Collecting Data in a Useful and Responsible Way
DATA
Lorena Aguiar Franjoux
1/7/2026


Why collecting is not just a formality
This article is part of a Data & Impact series that brings together several articles on how to use data more responsibly. In the last article, we explain why and how to define your problem in order to get more value out of your data. If you haven't read it yet, feel free to check it out by clicking here.
Once the question has been defined, it is time to identify, select, and organize the relevant data. But be careful: collecting everything “just in case” can quickly become unproductive. It consumes resources, complicates processing, and can undermine the overall quality of the analysis.
Mapping your sources
The first step is to find out where the necessary data is located, starting by distinguishing between three types of sources:
Source type:
Internal: Data produced by the organization. E.g.: Excel databases, CRM, registration forms, accounting
Partners: Data shared as part of collaborations. E.g.: Data exchanged with another partner company, supplier, or customer
External: Public or commercial data. E.g.: Open data, INSEE figures, studies de fondations
This inventory allows us to identify gaps, duplicates, inconsistencies, or areas requiring attention.
Qualify the existing data
For each source, you must check:
The type of data (text, numeric, date, etc.)

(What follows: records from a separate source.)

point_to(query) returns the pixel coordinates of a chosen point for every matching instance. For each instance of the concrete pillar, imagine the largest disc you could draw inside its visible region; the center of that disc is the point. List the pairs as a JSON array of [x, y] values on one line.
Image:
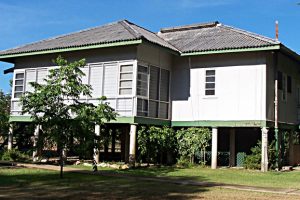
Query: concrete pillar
[[232, 157], [10, 137], [126, 146], [96, 149], [264, 149], [132, 144], [214, 148], [35, 142]]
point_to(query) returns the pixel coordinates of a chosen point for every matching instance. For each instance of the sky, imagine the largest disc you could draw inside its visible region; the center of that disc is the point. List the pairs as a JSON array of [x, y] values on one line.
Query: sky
[[26, 21]]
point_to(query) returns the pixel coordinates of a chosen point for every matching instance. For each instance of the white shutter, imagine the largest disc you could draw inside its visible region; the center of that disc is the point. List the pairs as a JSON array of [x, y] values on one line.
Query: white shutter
[[96, 80], [30, 77], [41, 75], [110, 80]]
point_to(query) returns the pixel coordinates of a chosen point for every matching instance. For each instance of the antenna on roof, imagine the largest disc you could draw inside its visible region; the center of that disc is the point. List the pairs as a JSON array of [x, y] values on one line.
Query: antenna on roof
[[276, 30]]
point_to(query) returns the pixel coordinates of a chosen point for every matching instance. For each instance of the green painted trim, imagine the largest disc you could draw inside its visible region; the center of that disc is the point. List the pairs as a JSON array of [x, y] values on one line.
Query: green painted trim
[[114, 44], [276, 47], [244, 123], [20, 119], [282, 125], [123, 120], [152, 121]]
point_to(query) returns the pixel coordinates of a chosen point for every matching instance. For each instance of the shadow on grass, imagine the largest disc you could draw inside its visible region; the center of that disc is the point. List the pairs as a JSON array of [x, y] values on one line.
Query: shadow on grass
[[42, 184]]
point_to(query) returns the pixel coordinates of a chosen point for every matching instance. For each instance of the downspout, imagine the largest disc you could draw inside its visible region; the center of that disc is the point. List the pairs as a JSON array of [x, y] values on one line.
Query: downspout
[[276, 130]]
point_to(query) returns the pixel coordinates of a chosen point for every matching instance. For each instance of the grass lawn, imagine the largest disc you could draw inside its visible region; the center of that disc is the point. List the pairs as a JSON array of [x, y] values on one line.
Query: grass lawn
[[222, 175], [24, 183]]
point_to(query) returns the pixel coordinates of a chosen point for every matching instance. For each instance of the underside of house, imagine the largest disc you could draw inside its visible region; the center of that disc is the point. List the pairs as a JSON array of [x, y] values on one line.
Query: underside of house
[[202, 75]]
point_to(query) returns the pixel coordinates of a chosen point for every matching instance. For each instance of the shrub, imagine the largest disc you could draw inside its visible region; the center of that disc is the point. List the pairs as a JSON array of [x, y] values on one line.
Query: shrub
[[192, 140], [14, 155], [253, 161]]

The format (structured or free-form)
Quality: recency, reliability, consistency
Level of confidentiality (e.g., personal data)
Example: if an organization collects the birth dates of its members, but some are incomplete (missing month or year), this can lead to inaccurate statistics.
Use a Data Catalog to formalize your approach
A Data Catalog is a documented inventory of available data. It allows you to:
Identify useful datasets
Specify their structure (fields, units, definitions)
Identify the person responsible for each dataset
Track their status (raw, cleaned, validated)
For example, in a small organization, this catalog can be a simple spreadsheet listing all the files used with their function and the person responsible for them.
Understanding the data lifecycle
Responsible data collection must take into account the lifecycle of the data:
Update frequency (weekly, monthly, yearly, etc.)
Retention period
Deletion or archiving rules
Change log and history
This simplifies technical control, storage optimization, and compliance with data protection regulations.
A sober and ethical collection
Too much poorly targeted data can:
Overload teams
Weigh down work tools
Impair the comprehension and readability of analyses
Undermine user confidence
Example: A form that is too long to register for a workshop may discourage participants and make it difficult to follow up on the action.
Responsible collection means collection that is:
Justified: we know why we collect data
Limited to what is essential: only what is useful, nothing more
Transparent: we provide information on the intended use
Sustainable: easy to maintain over time
In summary
Map sources
Identify what you have and what is missing
Qualify data
Check its usability, reliability, and consistency
Create a data catalog
Document and organize data for the entire team
Manage the lifecycle
Control storage time and access frequency
Adopt responsible collection practices Streamline systems, build trust, and improve efficiency
Data collection is a technical step, but also a strategic one: it reflects the organization's choices and its vision of useful data.